The Company accounts for stock-based compensation costs under the provisions of ASC 718, Compensation—Stock Compensation, which requires the measurement and recognition of compensation expense related to the fair value of stock-based compensation awards that are ultimately expected to vest. Stock based compensation expense recognized includes the compensation cost for all stock-based payments granted to employees, officers, and directors based on the grant date fair value estimated in accordance with the provisions of ASC 718. ASC. 718 is also applied to awards modified, repurchased, or cancelled during the periods reported. Stock-based compensation is recognized as expense over the employee’s requisite vesting period and over the nonemployee’s period of providing goods or services.

Patents

Patents


The Company incurs fees from patent licenses. During the nine months ended September 30, 2020 and 2019, the Company had a licensing fee for the patents of $258,635 and $18,071, respectively.

Research and Development

Research and Development


We incur research and development costs during the process of researching and developing our technologies and future offerings. Our research and development costs mainly consist of licensing costs. We expense these costs as incurred unless such costs qualify for capitalization under applicable guidance.

Basic and Diluted Net Loss per Common Share

Basic and Diluted Net Loss per Common Share


Basic loss per common share is computed by dividing the net loss by the weighted average number of shares of common stock outstanding for each period. Diluted loss per share is computed by dividing the net loss by the weighted average number of shares of common stock outstanding plus the dilutive effect of shares issuable through the common stock equivalents. The weighted-average number of common shares outstanding excludes common stock equivalents because their inclusion would be anti-dilutive. As of September 30, 2020, 1,110,000 stock options and 6,237,296 warrants were excluded from dilutive earnings per share as their effects were anti-dilutive.

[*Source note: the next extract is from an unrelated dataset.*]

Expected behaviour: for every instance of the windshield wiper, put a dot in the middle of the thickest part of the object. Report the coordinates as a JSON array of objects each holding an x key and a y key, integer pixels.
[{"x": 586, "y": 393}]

As of September 30, 2019, 2,205,000 stock options and 2,632,456 warrants were excluded from dilutive earnings per share as their effects were anti-dilutive.

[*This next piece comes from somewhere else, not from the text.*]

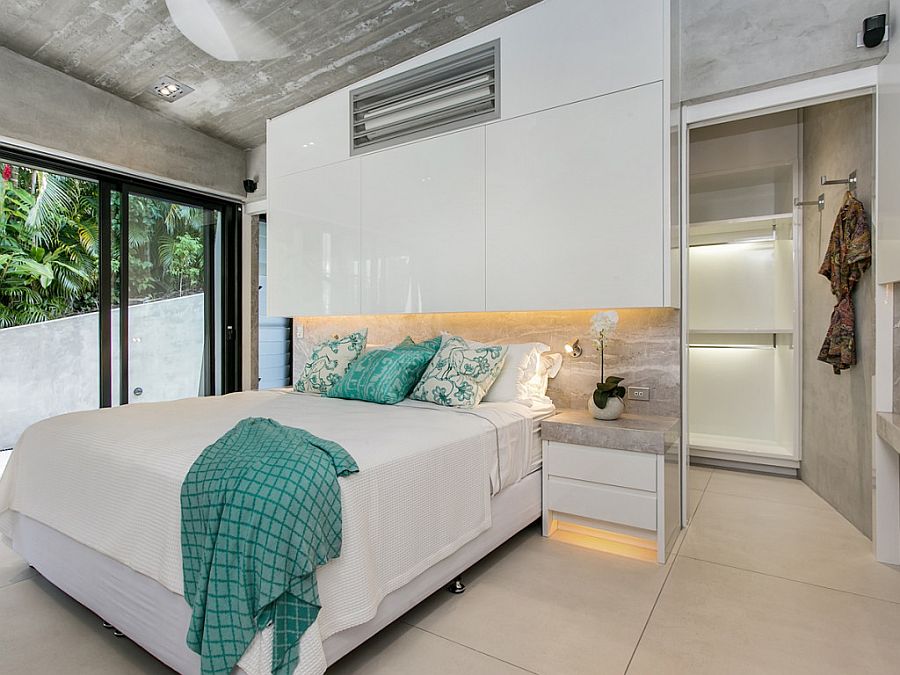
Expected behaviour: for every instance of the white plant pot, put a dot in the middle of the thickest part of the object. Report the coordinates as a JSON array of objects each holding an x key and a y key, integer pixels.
[{"x": 614, "y": 408}]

Recent Accounting Pronouncements

Recent Accounting Pronouncements


In February 2016, FASB issued Accounting Standards Update (“ASU”) 2016-02: Leases (Topic 842). The new guidance generally requires an entity to recognize on its balance sheet operating and financing lease liabilities and corresponding right-of-use assets. The standard will be effective for the first interim period within annual reporting periods beginning after December 15, 2018 and early adoption is permitted. The new standard requires a modified retrospective transition for existing leases to each prior reporting period presented. The Company has elected to early adopt this standard. This standard will be effective for the interim period beginning July 1, 2020. The adoption of this standard is not expected to have a significant impact our financial statements   other than the presentation of right of use asset and lease liability on the balance sheet.


The FASB issues ASUs to amend the authoritative literature in ASC. There have been several ASUs to date, including those above, that amend the original text of ASC. Management believes that those issued to date either (i) provide supplemental guidance, (ii) are technical corrections, (iii) are not applicable to us or (iv) are not expected to have a significant impact our financial statements.